Ihren Höhepunkt erreichte die Glockengießerei zu Ende des 15. und zu Anfang des 16. Jahrh.
Die größten und wohlklingendsten Geläute gehören dieser Zeit an, in welcher auch 1467 die Glockenspiele
vom Glockengießer Bartholomäus Kneck zu Alost in Flandern erfunden wurden. Vanoccio verbesserte zu Anfang des 16. und Mersenne
zu Anfang des 17. Jahrh. die Konstruktionen, und Peter Emony in Amsterdam gab zu Ende des 17. Jahrh. bestimmte Gesetze und brachte
es dahin, daß der volle Grundakkord mit der Terz, Quinte, Oktave und obern Oktave gehört wurde.
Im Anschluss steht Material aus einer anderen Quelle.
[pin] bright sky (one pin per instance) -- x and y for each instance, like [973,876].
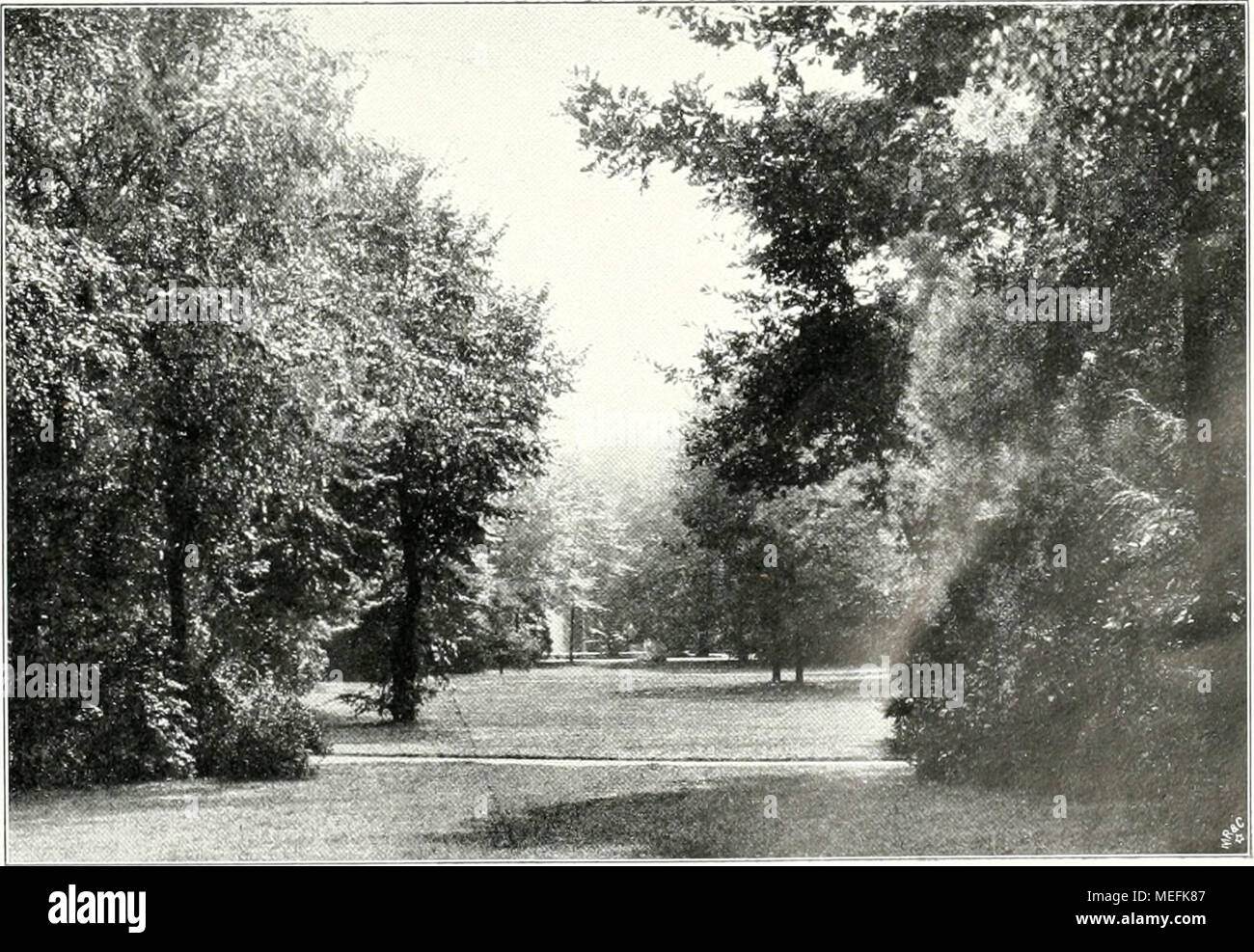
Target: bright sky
[477,89]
Emony machte aus seinen Proportionen ein großes Geheimnis und vererbte es auf Abraham de Graaf, von dem es auf Julien und dadurch
in die berühmte Glockengießerfamilie Petit und Edelbrock in Gescher bei Koesfeld überging. Die besten Glockenspiele befinden
sich in Holland, wo der geschickteste Glockengießer vielleicht aller Zeiten, der Lothringer Hemony zu
Zütphen an der Yssel, 1645 ein Glockenspiel von 26 Glocken, deren größte 2000 kg wog, aufstellte.
Reiche Kirchen haben von jeher in der Größe der Glocken miteinander gewetteifert, und es übersteigt fast allen Glauben, welche
ungeheuern Metallmassen man mitunter auf Türmen aufgehängt hat. Die größte Glocke Deutschlands ist die
dreimal umgegossene und 1875 in den Dom zu Köln abgelieferte »Kaiserglocke«; dieselbe ist 3,25
m hoch, hat am Schallrand 3,42 m Durchmesser und wiegt 26,250 kg. Die Dicke der Wandung am Schlagrand beträgt 29 cm, an der
Krone 8 cm. Der Klöppel ist 3 m lang und wiegt 765 kg. Der Ton der Glocke ist D (nicht Cis).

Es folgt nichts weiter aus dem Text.